Brewers use wheat along with barley because of wheat’s soft, crisp flavor – a special quality that works well as a background for additions of berries and other fruits. Beer drinkers seem to love the “natural” quality of wheat beers, which are often hazy with proteins and offer a distinct contrast to the brightly filtered “industrial” brews. Something about wheat lends itself to summer-time refreshers, whether they be Bavarian weissbiers, Belgian witbiers, or American wheat beers.
Wheat is What?
For most brewers malting barley is simply a choice of two-row or six-row. Wheat, on the other hand, is subject to a bewildering array of terms.
Wheats are defined as “hard” or “soft,” which refers to the kernel’s texture. “A hard wheat kernel requires greater force to cause it to disintegrate than does a soft wheat kernel. The flour obtained from a hard wheat kernel has a coarser particle size than does flour from a soft wheat kernel,” notes “Soft Wheat Products,” a publication of the American Association of Cereal Chemists.
Clear enough, but things are never so simple: The terms are not used worldwide.

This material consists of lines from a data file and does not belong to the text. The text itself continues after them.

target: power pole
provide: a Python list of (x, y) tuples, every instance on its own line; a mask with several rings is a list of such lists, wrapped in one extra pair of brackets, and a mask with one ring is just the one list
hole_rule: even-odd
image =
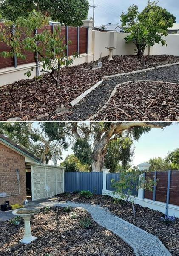
[(94, 0), (93, 0), (93, 6), (90, 6), (90, 7), (92, 7), (93, 8), (93, 20), (94, 21), (94, 23), (93, 24), (93, 29), (94, 29), (94, 12), (96, 7), (98, 7), (99, 6), (95, 6), (94, 5)]

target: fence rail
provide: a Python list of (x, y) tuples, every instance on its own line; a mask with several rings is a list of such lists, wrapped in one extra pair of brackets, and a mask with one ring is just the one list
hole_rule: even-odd
[[(0, 30), (5, 28), (4, 23), (0, 23)], [(54, 29), (53, 25), (49, 25), (44, 26), (42, 29), (39, 29), (37, 32), (40, 34), (44, 29), (53, 31)], [(80, 54), (87, 53), (88, 48), (88, 29), (84, 27), (74, 27), (68, 26), (61, 26), (60, 35), (62, 38), (64, 38), (64, 44), (67, 43), (68, 41), (71, 43), (68, 46), (66, 54), (67, 55), (71, 55), (73, 53), (78, 52)], [(5, 44), (0, 42), (0, 53), (3, 51), (10, 51), (11, 47), (8, 46)], [(26, 60), (17, 58), (17, 65), (15, 64), (15, 56), (13, 58), (4, 58), (0, 57), (0, 69), (17, 66), (23, 64), (33, 63), (36, 61), (35, 55), (29, 52), (25, 52), (26, 56)]]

In Western Europe the term “hard” wheat refers to durum wheats, which are grown for pasta production. “Soft” wheats are any cultivars of a common genus, Triticum aestivum. Elsewhere, the terms are understood to mark distinctions within T. aestivum.
Generally speaking, hard wheats have the higher protein content, and their flour is used for bread. Soft wheats, which mill to a finer particle size, are used for cakes and cookies.

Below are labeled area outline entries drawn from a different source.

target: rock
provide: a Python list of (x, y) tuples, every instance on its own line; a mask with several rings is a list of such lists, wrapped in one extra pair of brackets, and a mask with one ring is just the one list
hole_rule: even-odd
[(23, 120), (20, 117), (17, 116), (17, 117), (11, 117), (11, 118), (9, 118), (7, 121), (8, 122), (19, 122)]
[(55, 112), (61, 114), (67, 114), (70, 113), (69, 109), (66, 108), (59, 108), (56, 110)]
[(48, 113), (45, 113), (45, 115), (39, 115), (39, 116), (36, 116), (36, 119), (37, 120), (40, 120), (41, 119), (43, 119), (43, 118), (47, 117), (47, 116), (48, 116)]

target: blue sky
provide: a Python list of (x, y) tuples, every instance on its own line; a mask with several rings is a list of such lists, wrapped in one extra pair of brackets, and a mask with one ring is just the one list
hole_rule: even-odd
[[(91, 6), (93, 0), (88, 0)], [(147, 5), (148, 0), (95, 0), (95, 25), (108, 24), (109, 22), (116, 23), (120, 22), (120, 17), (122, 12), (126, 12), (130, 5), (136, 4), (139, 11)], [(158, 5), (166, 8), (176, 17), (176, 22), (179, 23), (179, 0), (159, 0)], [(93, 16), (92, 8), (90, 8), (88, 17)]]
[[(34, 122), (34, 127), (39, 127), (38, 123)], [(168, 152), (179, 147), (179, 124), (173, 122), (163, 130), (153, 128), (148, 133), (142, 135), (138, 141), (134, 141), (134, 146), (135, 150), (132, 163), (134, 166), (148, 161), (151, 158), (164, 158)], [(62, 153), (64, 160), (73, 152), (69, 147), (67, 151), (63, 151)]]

Wheats are also defined as “red” or “white,” the color of the seed coat. In the US red wheats (usually hard red wheats) are grown throughout the Great Plains states. In the UK, with its damp climate, only red wheats are cultivated. Both white and red wheats are grown on the European continent.
Finally, wheats are defined by the season in which they are sown (not harvested): Spring wheats are planted in the spring, winter wheats in the late summer or fall. Most modern soft wheats are winter wheats, which have lower protein levels than spring wheats.
The needs of the brewing industry control farm production of barley, but since almost all the wheat grown in the world ends up in bread, cakes, cookies, or some form of noodle, the brewer’s needs are simply not a concern. For the most part brewers work with what they have.
Barley and Wheat
The most striking physical difference between barley and wheat is that wheat lacks barley’s familiar husk. The kernel is also a different shape — more rounded than barley, with a pronounced groove. Chart 1 illustrates the essential differences in composition. Wheat is significantly lower in cellulose and lipids, and higher in protein and starch than barley.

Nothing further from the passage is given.